BEIJING: China’s exports contracted sharply in the first two months of the year, and imports slowed, as the health crisis triggered by the coronavirus outbreak caused massive disruptions to business operations, global supply chains and economic activity.
The gloomy trade report is likely to reinforce fears that China’s economic growth halved in the first quarter to the weakest since 1990 as the epidemic and strict government containment measures crippled factory production and led to a sharp slump in demand.
Overseas shipments fell 17.2 per cent in January-February from the same period a year earlier, customs data showed yesterday, marking the steepest fall since February 2019.
That compared with a 14pc drop tipped by a Reuters poll of analysts and a 7.9pc gain in December.
Imports sank 4pc from a year earlier, but were better than market expectations of a 15pc drop. They had jumped 16.5pc in December, buoyed in part by a preliminary Sino-US trade deal.
China ran a trade deficit of $7.09 billion for the period, reversing an expected $24.6bn
surplus in the poll.
Factory activity contracted at the fastest pace ever in February, even worse than during the global financial crisis, an official manufacturing gauge showed last weekend, with a sharp slump in new orders. A private survey highlighted similarly dire conditions.
The epidemic has killed more than 3,000 and infected more than 80,000 in China. Though the number of new infections in China is falling, and local governments are slowly relaxing emergency measures, analysts say many businesses are taking longer to reopen than expected, and may not return to normal production till April.

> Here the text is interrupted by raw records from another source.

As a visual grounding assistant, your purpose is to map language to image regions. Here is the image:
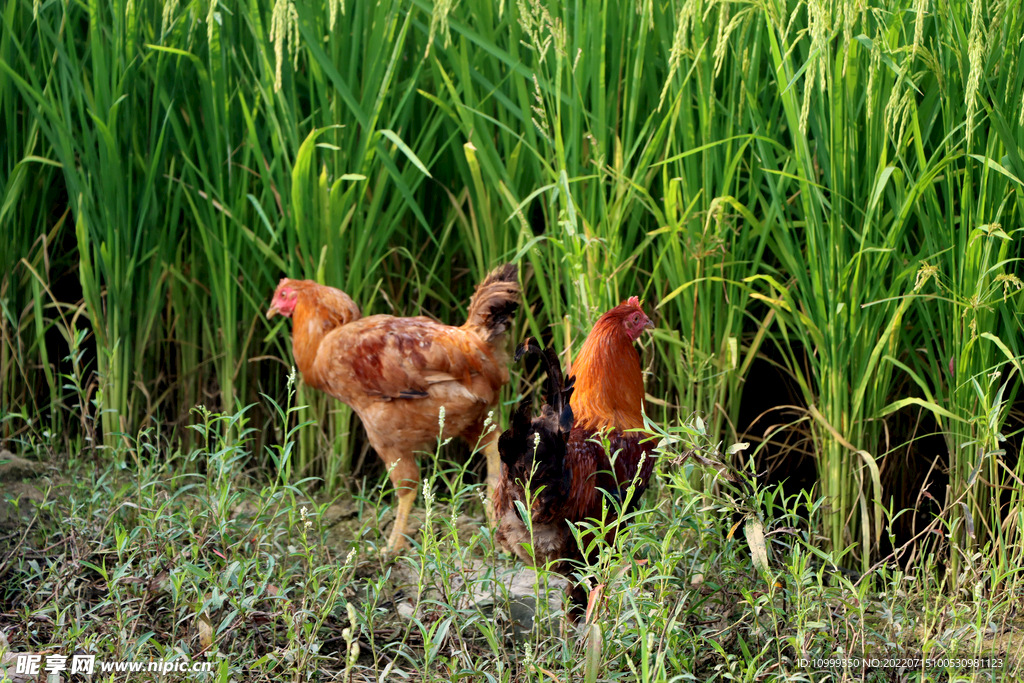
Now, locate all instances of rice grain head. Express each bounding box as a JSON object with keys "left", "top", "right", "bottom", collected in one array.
[{"left": 966, "top": 0, "right": 985, "bottom": 148}]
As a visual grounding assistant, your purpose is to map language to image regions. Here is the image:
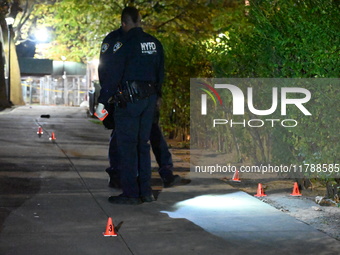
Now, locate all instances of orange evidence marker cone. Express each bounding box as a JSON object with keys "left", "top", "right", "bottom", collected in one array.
[
  {"left": 103, "top": 217, "right": 118, "bottom": 236},
  {"left": 254, "top": 183, "right": 267, "bottom": 197},
  {"left": 50, "top": 132, "right": 56, "bottom": 140},
  {"left": 290, "top": 182, "right": 302, "bottom": 197},
  {"left": 231, "top": 169, "right": 241, "bottom": 182},
  {"left": 37, "top": 126, "right": 44, "bottom": 136}
]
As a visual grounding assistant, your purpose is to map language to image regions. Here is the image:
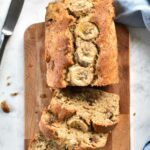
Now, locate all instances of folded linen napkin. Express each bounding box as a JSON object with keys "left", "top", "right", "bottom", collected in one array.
[
  {"left": 115, "top": 0, "right": 150, "bottom": 150},
  {"left": 143, "top": 138, "right": 150, "bottom": 150},
  {"left": 115, "top": 0, "right": 150, "bottom": 31}
]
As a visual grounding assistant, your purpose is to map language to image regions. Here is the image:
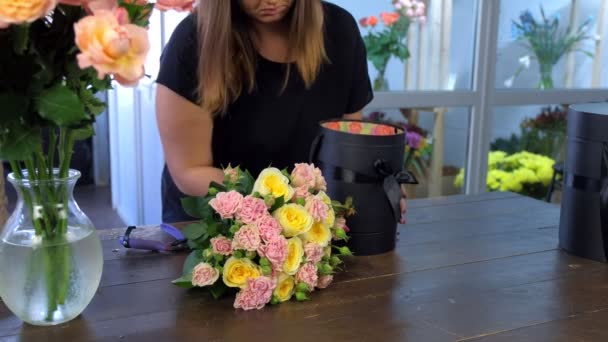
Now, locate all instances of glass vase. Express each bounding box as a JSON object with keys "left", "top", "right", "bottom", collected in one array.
[
  {"left": 538, "top": 63, "right": 553, "bottom": 89},
  {"left": 374, "top": 71, "right": 389, "bottom": 91},
  {"left": 0, "top": 170, "right": 103, "bottom": 325}
]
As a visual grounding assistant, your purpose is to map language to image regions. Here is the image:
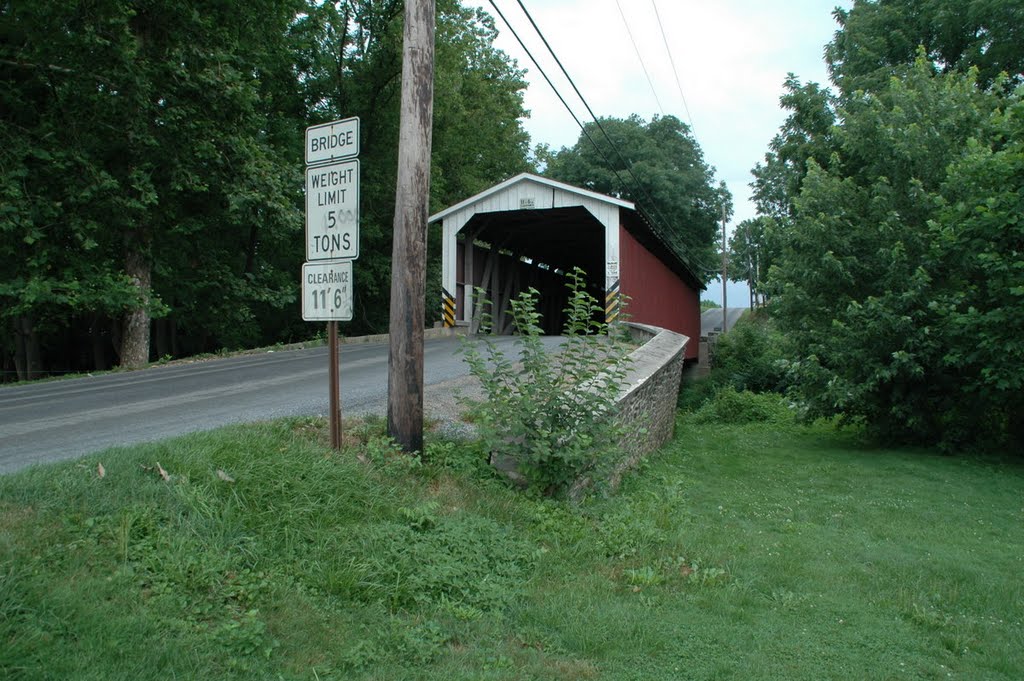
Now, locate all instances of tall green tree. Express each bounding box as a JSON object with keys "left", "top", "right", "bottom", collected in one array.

Those delays threaten an even longer and costlier spillover into the economies of China’s major trading partners, many of which rely heavily on Chinese-made parts and components.
China’s trade surplus with the US for the first two months of the year stood at $25.37bn, Reuters calculation based on Chinese customs data showed, much narrower than a surplus of $42.16bn in the same period last year.
Soya bean imports in the first two months of 2020 rose by 14.2pc year-on-year as cargoes from the US booked during a trade truce at the end of 2019 cleared customs.
After months of tensions and tariff hikes that dragged on bilateral trade, the world’s two biggest economies agreed an interim trade deal in January that cut some US tariffs on Chinese goods in exchange for Chinese pledges to massively increase purchases of US goods and services.
The US expects China to honour these commitments despite the coronavirus outbreak, a senior US official said in February.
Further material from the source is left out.